I am a bit lost on this thread. What I have learned is that democracy is a way to organize a government where each citizen has equal rights in the decision process to achieve common laws. This is a definition, not a value. The one value behind this definition is the idea that all people have the same rights and worth.
The whole idea behind a democracy is that THERE ARE NO UNIVERSAL VALUES. Rules of conduct are achieved by consensus. Every person can decide his own values (freedom for all?).
Normally the only groups that claim to represent universal values are religions (an exception are communist states, that is why they only have one party). Because of this in most (maybe all) democratic countries, state and church are seperate entities. If a religion wants to be involved in politics, they start an electable party.
Since power easily concentrates, there are some systems that most democracies use. One very important is the so called Trias Politicas, the seperation between legislative, executive and judicial powers. Try to put any two of those in the same hands and see how abuse becomes easy. For example in most democracies the judges are in a completely separate organisation, choosing it's own leaders etc.

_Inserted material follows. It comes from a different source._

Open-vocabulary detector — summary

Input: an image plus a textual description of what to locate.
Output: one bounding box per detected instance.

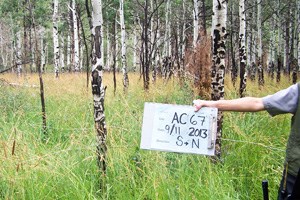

Yeah, I sound like a teacher, sorry about that, there seemed to be some confusion. Serious question: Does this stuff get taught in high school in the US?
As to the "universal" values produced by democracy, the declaration of human rights has been signed by almost every nation. Since not all those nations are democratic ... the decision process is somewhat dubious. All the same most people seem to agree on most of them.
By the way, the US is not really a democracy, even according to the most open definition since in priciple a president can be elected with about 26% of national votes (and he is supposed to speak for all of them). Also I heard somewhere that in the US the president can appoint judges ...
Last point: Having every person vote on each law or even each decision may be ideal from a democratic standpoint, but is really too slow and askes too much effort understanding the issue for most people.